The GMHP has worked tirelessly to improve communication and service coordination between the mental/ behavioral health and long-term care systems, so that older adults are able to receive needed care in a timely manner in the most appropriate setting. One of the key obstacles the group has identified is a lack of relevant training for facility and community staff. In order for seniors in long-term care facilities to receive timely and appropriate mental health treatment, staff members need to understand the issues involved and the procedures necessary to address and implement appropriate treatment. Traditionally, staff persons in long-term care facilities have received training which was more focused on the daily care and clinical needs of residents. Meanwhile, the staff at the local CSBs (individuals usually involved in psychiatric hospitalization of these older adults) have traditionally focused on behavioral health issues common to adults and children, without specialized training regarding the geriatric mental health issues more common to seniors residing in long term care facilities.

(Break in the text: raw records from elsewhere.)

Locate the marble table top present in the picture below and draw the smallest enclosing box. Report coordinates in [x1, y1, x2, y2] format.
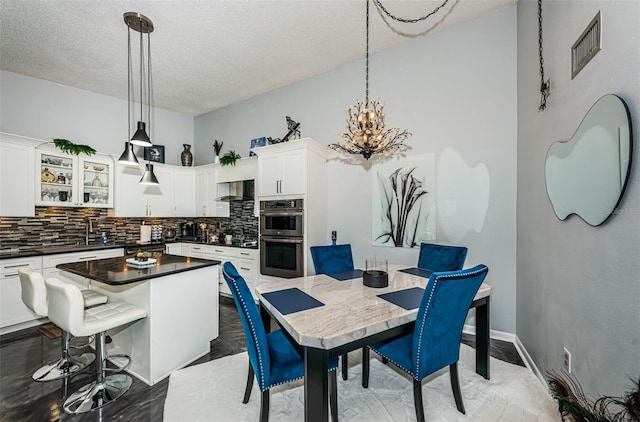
[256, 265, 491, 350]
[56, 254, 220, 286]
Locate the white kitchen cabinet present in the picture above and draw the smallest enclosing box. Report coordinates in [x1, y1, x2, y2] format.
[0, 256, 42, 334]
[259, 150, 306, 196]
[173, 167, 196, 217]
[111, 164, 196, 217]
[175, 243, 259, 300]
[35, 144, 114, 208]
[0, 133, 37, 217]
[196, 164, 229, 217]
[254, 138, 328, 199]
[143, 164, 176, 217]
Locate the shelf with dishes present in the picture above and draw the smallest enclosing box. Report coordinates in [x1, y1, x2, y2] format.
[35, 146, 114, 208]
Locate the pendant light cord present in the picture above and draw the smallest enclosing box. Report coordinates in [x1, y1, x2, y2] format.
[127, 25, 131, 146]
[140, 19, 144, 129]
[373, 0, 449, 23]
[364, 0, 369, 107]
[147, 26, 153, 143]
[538, 0, 550, 111]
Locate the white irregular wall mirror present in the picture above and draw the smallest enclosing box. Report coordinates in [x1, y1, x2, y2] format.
[545, 94, 633, 226]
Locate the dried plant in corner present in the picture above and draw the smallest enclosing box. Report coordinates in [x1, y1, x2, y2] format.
[213, 139, 224, 157]
[220, 150, 242, 166]
[53, 138, 96, 155]
[376, 167, 427, 247]
[547, 371, 640, 422]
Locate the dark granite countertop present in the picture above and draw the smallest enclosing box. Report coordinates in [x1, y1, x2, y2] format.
[56, 254, 220, 286]
[0, 238, 258, 260]
[0, 243, 131, 260]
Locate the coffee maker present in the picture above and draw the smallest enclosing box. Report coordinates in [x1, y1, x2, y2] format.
[180, 221, 196, 239]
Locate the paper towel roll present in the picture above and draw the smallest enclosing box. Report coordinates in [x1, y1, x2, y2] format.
[140, 224, 151, 242]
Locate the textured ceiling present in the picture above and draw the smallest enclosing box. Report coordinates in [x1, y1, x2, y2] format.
[0, 0, 515, 115]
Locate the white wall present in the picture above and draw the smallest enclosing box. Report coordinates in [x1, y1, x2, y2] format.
[195, 6, 516, 333]
[517, 0, 640, 395]
[0, 71, 193, 165]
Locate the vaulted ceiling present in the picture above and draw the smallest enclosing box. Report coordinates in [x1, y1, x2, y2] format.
[0, 0, 515, 115]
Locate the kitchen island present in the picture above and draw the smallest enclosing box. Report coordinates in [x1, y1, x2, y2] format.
[56, 254, 220, 385]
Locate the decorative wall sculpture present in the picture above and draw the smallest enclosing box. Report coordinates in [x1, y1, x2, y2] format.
[372, 154, 436, 248]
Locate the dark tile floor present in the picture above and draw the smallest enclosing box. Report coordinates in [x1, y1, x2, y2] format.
[0, 297, 524, 422]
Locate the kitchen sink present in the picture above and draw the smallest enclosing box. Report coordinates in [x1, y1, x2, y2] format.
[33, 244, 113, 253]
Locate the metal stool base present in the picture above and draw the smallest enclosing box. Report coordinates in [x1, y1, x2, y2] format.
[63, 374, 133, 415]
[31, 353, 96, 382]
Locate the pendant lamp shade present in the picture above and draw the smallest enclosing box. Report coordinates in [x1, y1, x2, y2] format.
[118, 142, 140, 166]
[140, 164, 160, 185]
[131, 122, 153, 147]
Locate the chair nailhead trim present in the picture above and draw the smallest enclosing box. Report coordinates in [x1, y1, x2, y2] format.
[222, 267, 269, 391]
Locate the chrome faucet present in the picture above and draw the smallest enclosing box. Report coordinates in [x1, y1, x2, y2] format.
[84, 217, 93, 245]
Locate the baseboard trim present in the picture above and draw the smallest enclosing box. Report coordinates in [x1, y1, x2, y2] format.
[513, 336, 549, 392]
[462, 324, 516, 343]
[462, 325, 549, 392]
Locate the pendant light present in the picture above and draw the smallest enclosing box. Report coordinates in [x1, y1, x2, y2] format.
[329, 0, 411, 160]
[118, 16, 140, 166]
[124, 12, 153, 147]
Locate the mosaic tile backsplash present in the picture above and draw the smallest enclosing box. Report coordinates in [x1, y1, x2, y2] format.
[0, 200, 258, 251]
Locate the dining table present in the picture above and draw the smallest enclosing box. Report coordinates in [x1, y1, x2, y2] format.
[256, 264, 491, 422]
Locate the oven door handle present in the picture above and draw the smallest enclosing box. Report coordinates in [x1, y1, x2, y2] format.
[262, 210, 304, 217]
[261, 236, 304, 243]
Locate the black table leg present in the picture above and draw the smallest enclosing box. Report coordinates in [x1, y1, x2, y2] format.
[304, 347, 329, 422]
[476, 298, 490, 379]
[260, 303, 271, 333]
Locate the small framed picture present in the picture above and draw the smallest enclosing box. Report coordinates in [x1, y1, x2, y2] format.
[144, 145, 164, 163]
[249, 136, 267, 157]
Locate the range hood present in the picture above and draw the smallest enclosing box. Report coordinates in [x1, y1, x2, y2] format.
[216, 180, 255, 202]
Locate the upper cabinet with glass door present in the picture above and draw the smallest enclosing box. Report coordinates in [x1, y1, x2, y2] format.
[35, 145, 114, 208]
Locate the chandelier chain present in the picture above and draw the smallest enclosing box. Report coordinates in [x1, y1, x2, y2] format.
[364, 0, 369, 103]
[538, 0, 549, 111]
[367, 0, 449, 23]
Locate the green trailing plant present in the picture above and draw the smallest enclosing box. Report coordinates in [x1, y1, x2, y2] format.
[547, 371, 640, 422]
[220, 150, 242, 166]
[213, 139, 224, 157]
[53, 138, 96, 155]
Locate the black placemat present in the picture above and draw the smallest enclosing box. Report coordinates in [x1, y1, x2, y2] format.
[398, 268, 433, 278]
[378, 287, 424, 311]
[327, 270, 362, 281]
[262, 287, 324, 315]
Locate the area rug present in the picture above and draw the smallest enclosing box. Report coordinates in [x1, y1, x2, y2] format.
[164, 345, 560, 422]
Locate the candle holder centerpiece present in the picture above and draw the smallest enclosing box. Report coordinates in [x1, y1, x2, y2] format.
[362, 258, 389, 288]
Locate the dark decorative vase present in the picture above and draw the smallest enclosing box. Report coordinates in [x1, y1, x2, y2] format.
[180, 144, 193, 167]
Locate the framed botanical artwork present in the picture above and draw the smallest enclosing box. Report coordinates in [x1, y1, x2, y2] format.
[249, 136, 267, 157]
[144, 145, 164, 163]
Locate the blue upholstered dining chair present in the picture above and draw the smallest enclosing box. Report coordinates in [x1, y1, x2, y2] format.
[418, 243, 467, 271]
[310, 244, 353, 274]
[222, 261, 338, 422]
[362, 265, 489, 422]
[309, 244, 354, 380]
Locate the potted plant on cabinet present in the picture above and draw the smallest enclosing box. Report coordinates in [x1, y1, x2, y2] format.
[222, 227, 236, 245]
[220, 150, 241, 166]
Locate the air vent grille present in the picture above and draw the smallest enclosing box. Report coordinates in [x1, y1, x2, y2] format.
[571, 11, 602, 79]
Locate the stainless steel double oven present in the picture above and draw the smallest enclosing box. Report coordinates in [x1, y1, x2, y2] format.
[260, 199, 304, 278]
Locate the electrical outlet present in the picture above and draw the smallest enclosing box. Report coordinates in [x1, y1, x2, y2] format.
[563, 347, 571, 374]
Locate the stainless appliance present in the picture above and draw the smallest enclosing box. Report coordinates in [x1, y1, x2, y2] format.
[260, 199, 304, 237]
[260, 199, 304, 278]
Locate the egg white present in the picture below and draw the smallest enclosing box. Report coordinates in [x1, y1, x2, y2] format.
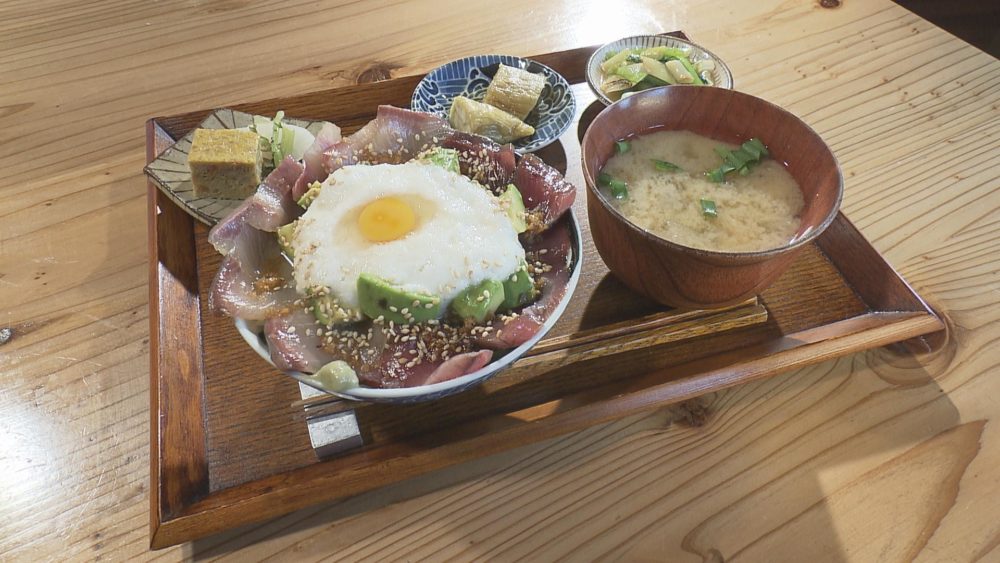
[292, 162, 524, 310]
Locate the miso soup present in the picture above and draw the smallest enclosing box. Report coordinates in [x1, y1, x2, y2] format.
[599, 131, 803, 252]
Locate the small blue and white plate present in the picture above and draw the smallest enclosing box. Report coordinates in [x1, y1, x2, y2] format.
[410, 55, 576, 154]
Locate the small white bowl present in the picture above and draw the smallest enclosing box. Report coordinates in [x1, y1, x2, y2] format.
[587, 35, 733, 105]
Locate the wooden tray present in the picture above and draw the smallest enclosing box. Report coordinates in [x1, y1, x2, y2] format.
[147, 36, 944, 548]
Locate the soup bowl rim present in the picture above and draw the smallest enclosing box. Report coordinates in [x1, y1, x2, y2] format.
[580, 85, 844, 261]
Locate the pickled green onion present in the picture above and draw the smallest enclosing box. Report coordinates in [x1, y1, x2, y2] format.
[608, 178, 628, 199]
[700, 198, 719, 217]
[652, 158, 681, 172]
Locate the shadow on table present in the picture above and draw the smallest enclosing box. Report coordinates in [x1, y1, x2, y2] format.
[185, 343, 960, 562]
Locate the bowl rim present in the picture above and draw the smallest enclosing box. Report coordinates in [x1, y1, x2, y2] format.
[233, 208, 584, 403]
[585, 33, 736, 106]
[410, 53, 576, 154]
[580, 84, 844, 260]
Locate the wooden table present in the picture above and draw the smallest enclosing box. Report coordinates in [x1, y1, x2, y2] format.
[0, 0, 1000, 561]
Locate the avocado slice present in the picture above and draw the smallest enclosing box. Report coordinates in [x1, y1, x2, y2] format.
[276, 221, 295, 258]
[297, 182, 323, 209]
[500, 262, 535, 311]
[420, 147, 462, 174]
[500, 184, 528, 234]
[306, 360, 361, 391]
[358, 274, 441, 324]
[451, 280, 504, 323]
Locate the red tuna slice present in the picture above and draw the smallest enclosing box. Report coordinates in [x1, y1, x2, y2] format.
[264, 307, 334, 373]
[358, 334, 493, 389]
[441, 131, 517, 195]
[476, 219, 572, 350]
[292, 106, 451, 199]
[514, 154, 576, 227]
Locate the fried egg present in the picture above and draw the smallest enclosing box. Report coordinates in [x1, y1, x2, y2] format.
[292, 161, 524, 310]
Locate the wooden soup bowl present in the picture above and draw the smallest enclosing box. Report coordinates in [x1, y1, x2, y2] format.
[582, 86, 844, 309]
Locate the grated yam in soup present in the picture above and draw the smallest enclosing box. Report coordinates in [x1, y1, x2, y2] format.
[602, 131, 803, 252]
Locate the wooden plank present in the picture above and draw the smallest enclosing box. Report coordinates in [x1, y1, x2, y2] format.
[146, 313, 938, 548]
[146, 121, 208, 535]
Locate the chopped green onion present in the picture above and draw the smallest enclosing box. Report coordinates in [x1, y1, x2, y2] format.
[705, 168, 726, 184]
[701, 198, 719, 217]
[705, 137, 768, 183]
[609, 179, 628, 199]
[653, 158, 681, 172]
[743, 137, 769, 160]
[271, 111, 292, 162]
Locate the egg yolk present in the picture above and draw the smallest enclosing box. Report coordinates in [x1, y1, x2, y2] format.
[358, 196, 417, 242]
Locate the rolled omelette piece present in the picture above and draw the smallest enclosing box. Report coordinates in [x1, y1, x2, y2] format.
[448, 96, 535, 143]
[483, 64, 545, 121]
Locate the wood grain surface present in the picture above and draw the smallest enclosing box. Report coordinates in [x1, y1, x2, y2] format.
[0, 0, 1000, 561]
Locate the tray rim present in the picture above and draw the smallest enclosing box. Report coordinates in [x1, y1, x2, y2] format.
[146, 34, 945, 549]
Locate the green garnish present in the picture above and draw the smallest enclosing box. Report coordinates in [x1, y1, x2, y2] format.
[653, 158, 681, 172]
[597, 172, 628, 199]
[701, 198, 719, 217]
[608, 179, 628, 199]
[705, 137, 769, 183]
[250, 111, 295, 168]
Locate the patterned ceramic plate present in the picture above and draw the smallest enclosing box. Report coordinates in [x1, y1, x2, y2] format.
[410, 55, 576, 154]
[144, 109, 323, 226]
[587, 35, 733, 104]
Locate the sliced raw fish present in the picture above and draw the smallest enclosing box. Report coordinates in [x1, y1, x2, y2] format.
[208, 227, 298, 321]
[476, 222, 572, 350]
[441, 131, 517, 195]
[292, 123, 343, 201]
[264, 307, 334, 373]
[514, 154, 576, 227]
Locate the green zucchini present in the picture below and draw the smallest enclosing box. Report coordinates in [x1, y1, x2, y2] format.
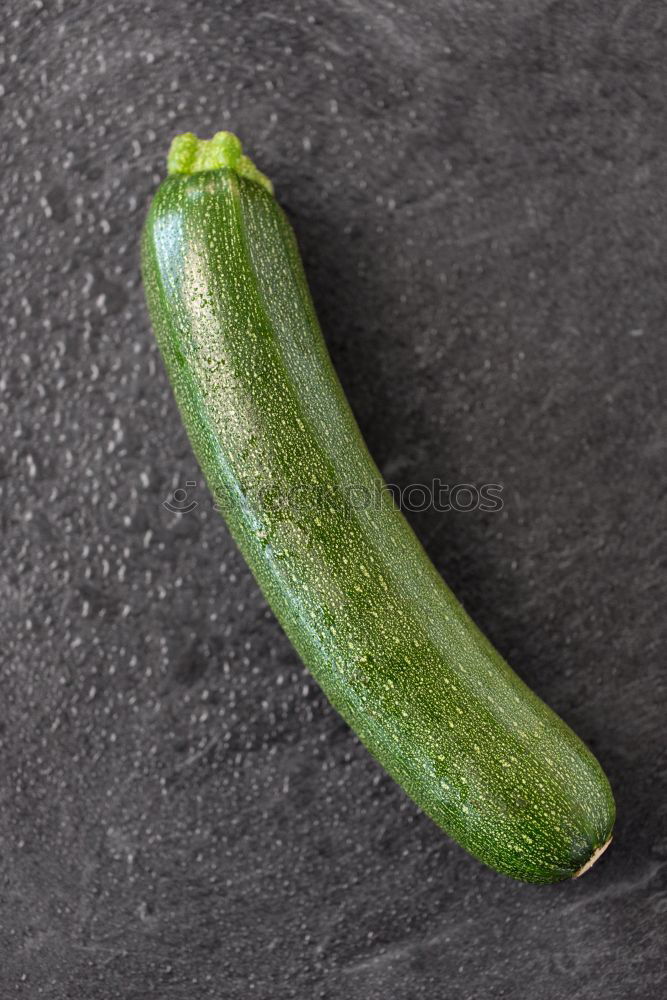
[142, 132, 615, 882]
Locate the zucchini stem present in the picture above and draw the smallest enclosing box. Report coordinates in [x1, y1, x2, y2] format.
[167, 132, 273, 194]
[572, 837, 614, 878]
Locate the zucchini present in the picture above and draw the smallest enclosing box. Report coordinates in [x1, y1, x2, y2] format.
[142, 132, 615, 883]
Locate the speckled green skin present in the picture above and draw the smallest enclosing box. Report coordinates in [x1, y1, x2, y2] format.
[142, 156, 615, 882]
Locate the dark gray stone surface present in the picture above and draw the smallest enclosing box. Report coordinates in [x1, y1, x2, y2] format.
[0, 0, 667, 1000]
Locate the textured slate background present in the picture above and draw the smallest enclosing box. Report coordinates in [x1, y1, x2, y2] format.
[0, 0, 667, 1000]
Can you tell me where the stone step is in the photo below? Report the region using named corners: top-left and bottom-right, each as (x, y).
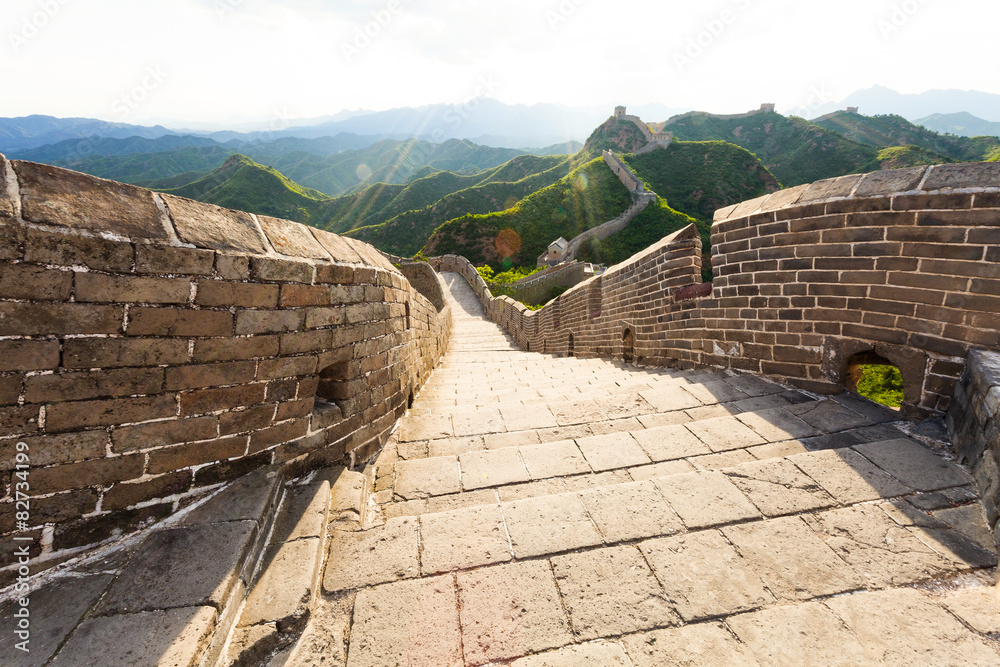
top-left (7, 468), bottom-right (282, 666)
top-left (324, 440), bottom-right (995, 593)
top-left (374, 400), bottom-right (906, 514)
top-left (324, 441), bottom-right (1000, 667)
top-left (225, 467), bottom-right (365, 667)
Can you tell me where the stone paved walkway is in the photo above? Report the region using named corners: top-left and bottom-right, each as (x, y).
top-left (292, 274), bottom-right (1000, 667)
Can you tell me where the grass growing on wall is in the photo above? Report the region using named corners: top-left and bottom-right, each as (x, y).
top-left (858, 365), bottom-right (903, 408)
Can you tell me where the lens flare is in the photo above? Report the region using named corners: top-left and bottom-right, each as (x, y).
top-left (494, 228), bottom-right (521, 258)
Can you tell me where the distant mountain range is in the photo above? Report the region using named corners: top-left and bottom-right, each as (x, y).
top-left (781, 86), bottom-right (1000, 124)
top-left (913, 111), bottom-right (1000, 137)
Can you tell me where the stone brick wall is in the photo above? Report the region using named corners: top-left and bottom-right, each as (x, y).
top-left (436, 163), bottom-right (1000, 420)
top-left (0, 156), bottom-right (451, 567)
top-left (947, 350), bottom-right (1000, 536)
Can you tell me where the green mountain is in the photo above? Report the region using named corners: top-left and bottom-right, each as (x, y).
top-left (812, 111), bottom-right (1000, 162)
top-left (58, 146), bottom-right (236, 187)
top-left (164, 155), bottom-right (331, 223)
top-left (664, 112), bottom-right (878, 187)
top-left (578, 141), bottom-right (779, 272)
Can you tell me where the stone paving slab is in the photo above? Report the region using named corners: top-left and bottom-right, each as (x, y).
top-left (0, 575), bottom-right (111, 667)
top-left (722, 516), bottom-right (865, 602)
top-left (458, 447), bottom-right (530, 490)
top-left (632, 425), bottom-right (712, 462)
top-left (826, 588), bottom-right (1000, 667)
top-left (726, 459), bottom-right (837, 517)
top-left (420, 505), bottom-right (511, 576)
top-left (510, 642), bottom-right (631, 667)
top-left (576, 433), bottom-right (652, 472)
top-left (347, 575), bottom-right (465, 667)
top-left (654, 472), bottom-right (761, 529)
top-left (552, 547), bottom-right (680, 639)
top-left (51, 607), bottom-right (216, 667)
top-left (580, 482), bottom-right (684, 544)
top-left (622, 623), bottom-right (766, 667)
top-left (323, 517), bottom-right (420, 593)
top-left (726, 602), bottom-right (871, 667)
top-left (854, 440), bottom-right (971, 491)
top-left (95, 521), bottom-right (257, 615)
top-left (519, 440), bottom-right (591, 479)
top-left (458, 561), bottom-right (573, 665)
top-left (639, 531), bottom-right (774, 623)
top-left (501, 493), bottom-right (603, 558)
top-left (394, 456), bottom-right (462, 500)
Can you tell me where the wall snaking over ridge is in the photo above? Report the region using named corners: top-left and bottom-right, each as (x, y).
top-left (0, 156), bottom-right (451, 578)
top-left (431, 163), bottom-right (1000, 413)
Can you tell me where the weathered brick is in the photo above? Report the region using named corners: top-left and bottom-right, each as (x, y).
top-left (903, 243), bottom-right (983, 261)
top-left (250, 257), bottom-right (313, 283)
top-left (219, 403), bottom-right (275, 435)
top-left (31, 454), bottom-right (146, 494)
top-left (0, 264), bottom-right (73, 301)
top-left (215, 252), bottom-right (250, 280)
top-left (0, 374), bottom-right (24, 405)
top-left (275, 396), bottom-right (316, 421)
top-left (0, 302), bottom-right (125, 336)
top-left (13, 161), bottom-right (167, 240)
top-left (281, 331), bottom-right (333, 355)
top-left (316, 264), bottom-right (354, 285)
top-left (45, 395), bottom-right (177, 433)
top-left (24, 229), bottom-right (134, 273)
top-left (181, 382), bottom-right (267, 416)
top-left (257, 356), bottom-right (316, 380)
top-left (128, 307), bottom-right (233, 337)
top-left (195, 280), bottom-right (278, 308)
top-left (0, 405), bottom-right (39, 436)
top-left (52, 502), bottom-right (173, 550)
top-left (0, 340), bottom-right (59, 371)
top-left (149, 435), bottom-right (247, 475)
top-left (236, 310), bottom-right (305, 336)
top-left (101, 471), bottom-right (193, 510)
top-left (25, 368), bottom-right (163, 403)
top-left (248, 419), bottom-right (309, 454)
top-left (166, 361), bottom-right (256, 391)
top-left (194, 336), bottom-right (278, 362)
top-left (281, 285), bottom-right (330, 308)
top-left (194, 452), bottom-right (271, 486)
top-left (160, 194), bottom-right (267, 253)
top-left (306, 306), bottom-right (347, 329)
top-left (76, 271), bottom-right (191, 303)
top-left (111, 417), bottom-right (219, 454)
top-left (0, 430), bottom-right (108, 470)
top-left (63, 338), bottom-right (188, 368)
top-left (135, 243), bottom-right (215, 276)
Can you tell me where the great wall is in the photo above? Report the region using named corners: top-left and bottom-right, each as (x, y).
top-left (0, 141), bottom-right (1000, 667)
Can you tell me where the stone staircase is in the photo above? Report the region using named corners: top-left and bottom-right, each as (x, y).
top-left (0, 274), bottom-right (1000, 667)
top-left (298, 276), bottom-right (1000, 667)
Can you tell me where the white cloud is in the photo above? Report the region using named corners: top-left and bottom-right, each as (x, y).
top-left (0, 0), bottom-right (1000, 122)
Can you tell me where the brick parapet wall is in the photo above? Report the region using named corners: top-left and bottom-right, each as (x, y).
top-left (0, 156), bottom-right (451, 577)
top-left (947, 350), bottom-right (1000, 536)
top-left (440, 163), bottom-right (1000, 420)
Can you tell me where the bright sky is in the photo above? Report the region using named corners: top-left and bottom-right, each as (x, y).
top-left (0, 0), bottom-right (1000, 125)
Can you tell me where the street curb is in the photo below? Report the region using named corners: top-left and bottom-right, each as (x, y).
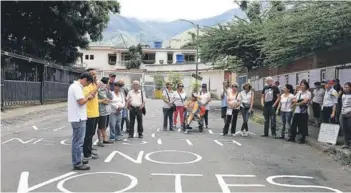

The GMHP has identified six key training issues important for developing a workforce prepared to effectively address the behavioral health needs of the growing aging population.  Three of them are part of the current series titled "Mental Health and Aging Training Initiative":
  1. Behavioral Disturbances of Dementia: Interventions to Reduce the Use of Psychotropic Medications
  2. Best Practices in Geriatric Psychiatry and Long Term Care
  3. The Temporary Detention Order (TDO) Process: What Staff Need to Know.
The current webinar is the first in the series described above.